Take a look around you. How many screens do you see? If you're a typical modern media consumer, you've got a desktop, and maybe a laptop, and maybe a tablet, and you've certainly got a phone. Not just one phone – you may have kept your old phones, too. The pandemic has only amplified our dependency on our devices. Home alone during quarantine as we've been, we've tended to treat our screens as our windows on the world. Greg Hoy's clever clip for his latest single is a meditation on digital mediation (it's also lots of fun). "Messed Up World" features screens within screens – dancers shaking what they've got on the fuzzy interfaces of recently outdated devices. We're invited to watch the screens of others through screens of our own; pleasant though it is, Hoy invites us to wonder what version of human connectedness is still available for those of us living like this. Only at the end of the clip does one of the dancers dare to walk to a bedroom window, push back the curtains, and, tentatively, peer outside.

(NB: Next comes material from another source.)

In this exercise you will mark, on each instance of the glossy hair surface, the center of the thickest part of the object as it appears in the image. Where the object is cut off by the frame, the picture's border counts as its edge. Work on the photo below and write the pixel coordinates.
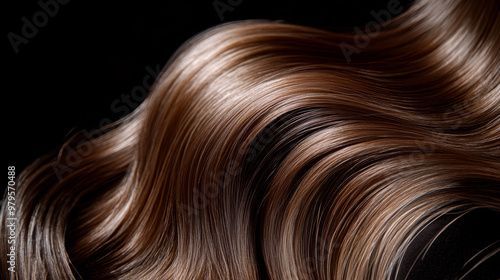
(268, 150)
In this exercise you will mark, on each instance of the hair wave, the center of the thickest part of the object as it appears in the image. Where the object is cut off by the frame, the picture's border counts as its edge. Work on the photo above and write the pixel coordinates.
(262, 153)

It's easy to see why an artist like Greg Hoy would be concerned and want to make an intervention. On his own, and with his band The Boys, he's always put a premium on direct connection with his audience. He makes catchy, immediate, instantly appealing pop-rock – the sort of music meant to prompt singalongs, dancing, and intense identification with the narrators. That's true about Hoy's recordings, and it's doubly true about his live show, which was described as akin to "Jack White and Jack Black" by Divide and Conquer. "Messed Up World" is a swaggering, shuddering slice of power-pop at its most undeniable: timeless music for a world lost in transit.

Greg Hoy is well-known for enticing winsome dancers to perform in his clips – check out the kinetic, chromatically arresting clip for "Green" – and the "Messed Up World" video doesn't disappoint. Appearing in the center ring of the five-iPhone circus assembled by Hoy (he, the ringmaster, sticks to the phone on the bottom of the clip) is the legendary New York City go-go dancer and showgirl Anna Copa Cabanna. Her performance is provocative, funny, iconic, and more than enough to hold your attention for the balance of the video. But Greg Hoy knows that modern living makes a single focus impossible. Other dancers and performers appear on the iPhone screens on the periphery, including another star: R&B singer Septymber, who dazzles in her cameo. Everywhere you look, there's something appealing to see, all linked together, projected on screens we access through screens of our own, occasionally staticky, occasionally clear, but perpetually on. As statements about this troubled, distracted, messed-up world of ours go, it certainly is an entertaining one.